Rick Thompson - Journal file photo
Rick Thompson
— image credit: Journal file photo

The superintendent of San Juan Island School District is staying put—for now.

Superintendent Rick Thompson was one of two finalist chosen from 36 applicants vying for an upcoming superintendent vacancy in nearby Port Angeles school district. But the job instead went to the superintendent of California's Silver Valley Unified School District, located east of Barstow, near the Mojave Desert, when the Port Angeles school board selected Marc Jackson for the position in a unanimous decision March 27.

Thompson was in Port Angeles to participate in a series of school district and community meetings earlier that week.

"It was a good opportunity for me," Thompson said. "I'm fully involved in my work here and I like my job.
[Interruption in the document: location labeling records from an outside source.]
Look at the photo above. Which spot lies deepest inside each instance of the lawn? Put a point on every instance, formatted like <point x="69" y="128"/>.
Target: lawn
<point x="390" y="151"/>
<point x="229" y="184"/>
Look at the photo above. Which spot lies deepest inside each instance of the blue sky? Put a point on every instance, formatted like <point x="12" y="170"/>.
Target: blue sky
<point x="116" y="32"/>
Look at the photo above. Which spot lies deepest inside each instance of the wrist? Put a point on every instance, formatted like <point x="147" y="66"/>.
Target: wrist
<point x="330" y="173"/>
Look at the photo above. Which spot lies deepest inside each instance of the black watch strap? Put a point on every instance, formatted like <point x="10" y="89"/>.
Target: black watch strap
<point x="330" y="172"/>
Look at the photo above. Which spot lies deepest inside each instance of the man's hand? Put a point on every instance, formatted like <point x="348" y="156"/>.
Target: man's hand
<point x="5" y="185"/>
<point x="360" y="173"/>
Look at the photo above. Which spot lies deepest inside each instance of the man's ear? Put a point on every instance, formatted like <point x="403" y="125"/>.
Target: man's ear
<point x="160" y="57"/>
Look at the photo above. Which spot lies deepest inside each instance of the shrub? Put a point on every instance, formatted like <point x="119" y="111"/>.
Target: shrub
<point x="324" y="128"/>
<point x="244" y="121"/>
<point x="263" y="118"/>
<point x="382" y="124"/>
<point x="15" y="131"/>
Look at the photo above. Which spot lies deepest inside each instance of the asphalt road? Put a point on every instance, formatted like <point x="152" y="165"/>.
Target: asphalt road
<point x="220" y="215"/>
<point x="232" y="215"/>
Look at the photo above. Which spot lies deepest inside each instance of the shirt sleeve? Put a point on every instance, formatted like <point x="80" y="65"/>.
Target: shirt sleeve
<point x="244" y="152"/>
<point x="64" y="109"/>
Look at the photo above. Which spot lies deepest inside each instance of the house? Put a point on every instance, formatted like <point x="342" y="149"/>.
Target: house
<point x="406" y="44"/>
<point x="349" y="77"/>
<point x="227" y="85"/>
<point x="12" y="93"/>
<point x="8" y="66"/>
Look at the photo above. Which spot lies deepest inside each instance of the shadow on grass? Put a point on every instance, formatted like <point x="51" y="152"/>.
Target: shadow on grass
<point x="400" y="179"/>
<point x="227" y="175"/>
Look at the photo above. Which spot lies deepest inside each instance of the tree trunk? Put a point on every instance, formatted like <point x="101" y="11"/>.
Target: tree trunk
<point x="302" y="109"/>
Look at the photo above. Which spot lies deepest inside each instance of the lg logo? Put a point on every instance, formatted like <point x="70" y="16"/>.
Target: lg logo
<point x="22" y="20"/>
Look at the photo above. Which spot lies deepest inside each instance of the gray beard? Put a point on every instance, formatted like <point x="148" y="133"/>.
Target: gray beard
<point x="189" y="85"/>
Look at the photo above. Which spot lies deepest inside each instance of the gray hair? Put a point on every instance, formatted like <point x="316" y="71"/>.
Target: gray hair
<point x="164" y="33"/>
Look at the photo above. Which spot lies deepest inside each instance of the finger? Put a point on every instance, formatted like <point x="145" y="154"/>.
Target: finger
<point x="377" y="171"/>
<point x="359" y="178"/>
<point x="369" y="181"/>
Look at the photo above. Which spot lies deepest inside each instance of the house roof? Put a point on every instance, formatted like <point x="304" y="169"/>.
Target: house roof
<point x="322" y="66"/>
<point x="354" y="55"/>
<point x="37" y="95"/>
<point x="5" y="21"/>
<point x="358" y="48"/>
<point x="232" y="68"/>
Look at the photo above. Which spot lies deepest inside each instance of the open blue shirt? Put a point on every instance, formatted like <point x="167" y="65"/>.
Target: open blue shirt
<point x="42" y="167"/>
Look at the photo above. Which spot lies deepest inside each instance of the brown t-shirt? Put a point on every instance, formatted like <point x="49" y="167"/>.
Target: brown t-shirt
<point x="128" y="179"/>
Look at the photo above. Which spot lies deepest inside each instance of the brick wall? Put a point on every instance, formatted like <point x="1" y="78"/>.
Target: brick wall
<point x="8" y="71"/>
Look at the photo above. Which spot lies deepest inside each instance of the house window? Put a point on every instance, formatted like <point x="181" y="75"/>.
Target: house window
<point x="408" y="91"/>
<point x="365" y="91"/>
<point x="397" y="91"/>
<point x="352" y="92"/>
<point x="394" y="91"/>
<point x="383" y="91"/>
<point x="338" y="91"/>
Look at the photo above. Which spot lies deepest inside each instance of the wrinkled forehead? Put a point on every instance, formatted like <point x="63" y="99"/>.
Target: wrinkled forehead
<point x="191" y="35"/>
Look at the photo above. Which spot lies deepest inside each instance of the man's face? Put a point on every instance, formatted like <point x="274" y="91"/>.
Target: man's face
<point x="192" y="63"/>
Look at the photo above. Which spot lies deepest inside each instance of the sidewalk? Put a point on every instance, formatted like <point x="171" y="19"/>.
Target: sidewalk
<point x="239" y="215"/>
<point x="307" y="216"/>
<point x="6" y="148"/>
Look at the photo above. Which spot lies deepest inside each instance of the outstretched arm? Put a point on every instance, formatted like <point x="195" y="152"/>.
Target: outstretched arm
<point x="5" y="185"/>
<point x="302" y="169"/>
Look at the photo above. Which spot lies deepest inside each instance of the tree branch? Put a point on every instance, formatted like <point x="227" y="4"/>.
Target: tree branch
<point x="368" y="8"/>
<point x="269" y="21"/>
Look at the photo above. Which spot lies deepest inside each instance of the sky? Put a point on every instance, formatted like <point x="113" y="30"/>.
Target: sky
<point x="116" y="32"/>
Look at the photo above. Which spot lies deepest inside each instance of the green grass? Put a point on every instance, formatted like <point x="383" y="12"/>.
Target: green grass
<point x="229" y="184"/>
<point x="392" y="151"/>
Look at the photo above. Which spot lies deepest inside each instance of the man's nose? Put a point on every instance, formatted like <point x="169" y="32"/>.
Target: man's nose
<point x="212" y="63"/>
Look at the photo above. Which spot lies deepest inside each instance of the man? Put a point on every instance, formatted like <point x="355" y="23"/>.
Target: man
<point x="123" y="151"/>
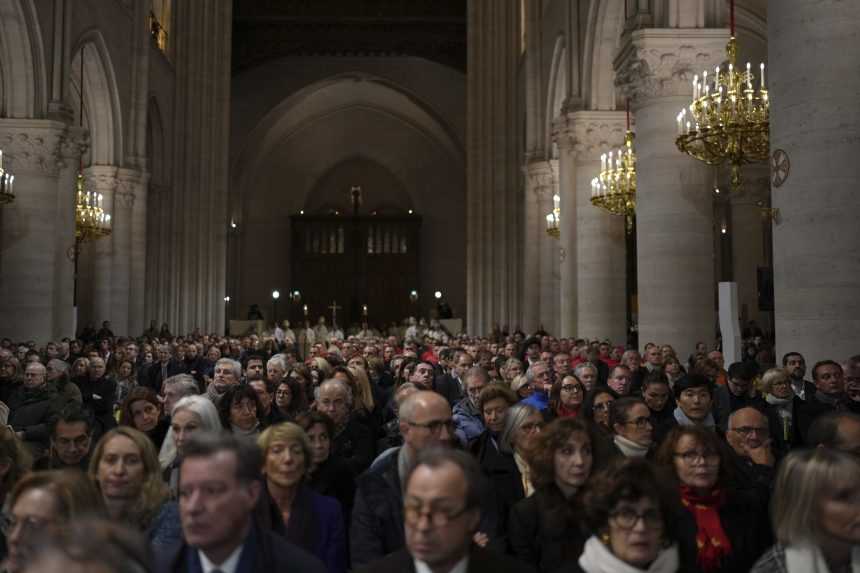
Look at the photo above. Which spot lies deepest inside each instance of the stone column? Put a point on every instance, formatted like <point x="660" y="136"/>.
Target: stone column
<point x="29" y="243"/>
<point x="202" y="41"/>
<point x="600" y="274"/>
<point x="814" y="118"/>
<point x="133" y="187"/>
<point x="102" y="179"/>
<point x="74" y="144"/>
<point x="655" y="68"/>
<point x="494" y="188"/>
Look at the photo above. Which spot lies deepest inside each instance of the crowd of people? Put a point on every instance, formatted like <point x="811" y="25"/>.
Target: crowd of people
<point x="218" y="454"/>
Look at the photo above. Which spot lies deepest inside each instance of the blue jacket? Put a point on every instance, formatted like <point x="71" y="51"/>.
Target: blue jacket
<point x="467" y="419"/>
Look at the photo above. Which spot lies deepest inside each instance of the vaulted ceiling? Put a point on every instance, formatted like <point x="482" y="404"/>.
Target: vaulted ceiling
<point x="270" y="29"/>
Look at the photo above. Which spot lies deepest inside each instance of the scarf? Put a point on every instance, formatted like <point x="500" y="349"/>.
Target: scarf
<point x="564" y="412"/>
<point x="683" y="420"/>
<point x="629" y="448"/>
<point x="525" y="474"/>
<point x="598" y="558"/>
<point x="807" y="558"/>
<point x="711" y="540"/>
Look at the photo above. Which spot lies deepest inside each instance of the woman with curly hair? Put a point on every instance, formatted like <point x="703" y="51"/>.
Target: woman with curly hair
<point x="125" y="469"/>
<point x="630" y="510"/>
<point x="547" y="529"/>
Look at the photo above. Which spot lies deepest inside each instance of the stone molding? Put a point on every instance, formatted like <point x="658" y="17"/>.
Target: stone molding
<point x="541" y="177"/>
<point x="587" y="134"/>
<point x="654" y="63"/>
<point x="32" y="146"/>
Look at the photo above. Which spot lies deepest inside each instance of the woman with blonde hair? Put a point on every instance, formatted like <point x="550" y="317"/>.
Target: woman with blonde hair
<point x="41" y="504"/>
<point x="288" y="506"/>
<point x="816" y="509"/>
<point x="124" y="468"/>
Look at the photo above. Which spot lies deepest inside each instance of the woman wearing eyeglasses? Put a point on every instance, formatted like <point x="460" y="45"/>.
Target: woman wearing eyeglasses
<point x="723" y="529"/>
<point x="630" y="509"/>
<point x="547" y="529"/>
<point x="565" y="398"/>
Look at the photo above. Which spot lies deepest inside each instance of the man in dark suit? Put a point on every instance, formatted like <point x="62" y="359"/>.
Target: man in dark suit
<point x="441" y="509"/>
<point x="219" y="486"/>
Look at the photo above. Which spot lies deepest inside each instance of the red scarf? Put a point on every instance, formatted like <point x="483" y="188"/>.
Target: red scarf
<point x="711" y="540"/>
<point x="566" y="412"/>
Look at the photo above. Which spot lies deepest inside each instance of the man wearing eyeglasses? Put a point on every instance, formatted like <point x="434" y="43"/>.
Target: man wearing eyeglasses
<point x="377" y="516"/>
<point x="441" y="511"/>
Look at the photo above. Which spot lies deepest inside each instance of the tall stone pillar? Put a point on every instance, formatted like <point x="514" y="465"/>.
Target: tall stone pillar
<point x="655" y="67"/>
<point x="814" y="118"/>
<point x="494" y="189"/>
<point x="28" y="245"/>
<point x="133" y="186"/>
<point x="598" y="281"/>
<point x="202" y="35"/>
<point x="102" y="179"/>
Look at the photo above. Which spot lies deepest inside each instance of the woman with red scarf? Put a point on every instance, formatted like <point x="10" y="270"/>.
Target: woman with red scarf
<point x="723" y="529"/>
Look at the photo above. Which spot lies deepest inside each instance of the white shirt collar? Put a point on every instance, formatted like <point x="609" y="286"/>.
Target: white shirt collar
<point x="230" y="565"/>
<point x="462" y="566"/>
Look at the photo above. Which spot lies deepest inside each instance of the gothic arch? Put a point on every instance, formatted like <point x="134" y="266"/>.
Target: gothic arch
<point x="23" y="82"/>
<point x="102" y="111"/>
<point x="557" y="90"/>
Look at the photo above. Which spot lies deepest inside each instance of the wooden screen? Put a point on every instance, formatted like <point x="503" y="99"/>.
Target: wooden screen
<point x="356" y="261"/>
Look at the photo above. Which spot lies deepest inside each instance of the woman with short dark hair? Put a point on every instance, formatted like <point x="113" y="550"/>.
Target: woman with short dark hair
<point x="723" y="529"/>
<point x="547" y="528"/>
<point x="630" y="510"/>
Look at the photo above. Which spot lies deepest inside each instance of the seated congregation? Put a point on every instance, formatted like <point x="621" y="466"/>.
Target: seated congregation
<point x="443" y="454"/>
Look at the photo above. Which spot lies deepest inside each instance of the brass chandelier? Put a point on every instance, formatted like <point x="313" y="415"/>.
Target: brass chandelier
<point x="7" y="180"/>
<point x="614" y="189"/>
<point x="728" y="119"/>
<point x="553" y="219"/>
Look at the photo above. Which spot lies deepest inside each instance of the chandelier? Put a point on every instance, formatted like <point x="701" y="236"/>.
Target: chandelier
<point x="553" y="219"/>
<point x="7" y="195"/>
<point x="614" y="189"/>
<point x="728" y="119"/>
<point x="91" y="221"/>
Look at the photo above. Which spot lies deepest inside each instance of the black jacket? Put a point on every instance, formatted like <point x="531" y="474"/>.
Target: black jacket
<point x="480" y="561"/>
<point x="377" y="516"/>
<point x="547" y="530"/>
<point x="355" y="445"/>
<point x="505" y="483"/>
<point x="264" y="552"/>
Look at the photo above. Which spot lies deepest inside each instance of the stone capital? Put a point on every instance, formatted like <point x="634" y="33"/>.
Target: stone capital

I saw the position as a career advancement opportunity."

Thompson, who began his tenure with San Juan's public school district in 2010, cited an opportunity to manage a larger and more complex school district, as well as increased compensation, as motivation for seeking the job. The Port Angeles school district reportedly has $155,000 set aside for the base salary for a newly hired superintendent.

A former teacher who moved to public education's administrative ranks in 1992, Thompson joined San Juan Island School District following a five-year tenure with the Lynden School, the final two as superintendent. Previously, he served as a school administrator in Tacoma for nine years, in the roles of assistant principal, high school principal, and assistant to the superintendent.

In Port Angeles, the public school district operates five elementary schools, one middle school, one high school, and alternative high school and vocational school, and boasts an enrollment of roughly 3,700 students. It also maintains a collaborative relationship with the Lower Elwha Tribe.

In comparison, San Juan Island School District, with an enrollment of about 900 students, operates an elementary school, middle school, high school and an alternative high school, four in all. The district also manages the Stuart Island school and participates in the Running Start program at Skagit Valley College.

Student enrollment at the Silver Valley school district, managed by Jackson, is about 3,000.

In addition to a greater student-body enrollment and more schools, Thompson noted that the number of faculty and staff in the Port Angeles school district is itself four times the size of San Juan's. Interest in the two final candidates vying for the superintendent job was widespread in Port Angeles.

"It was similar to the process of what I did here, but with a lot more stakeholders," Thompson said of the 11-hour-long series of interviews in Port Angeles.

Although the present school year is nearing its end, Thompson said business matters at the district are in full swing.

A final design is near for replacement of the high school's aging vocational shop with a modern science, technology engineering and math (STEM) facility, the cost of which will be reimbursed by a state grant of up to $1 million. Thompson said the district expects to put the construction portion of the project out to bid by April 23 and, under terms of the grant, will have one year to complete the project.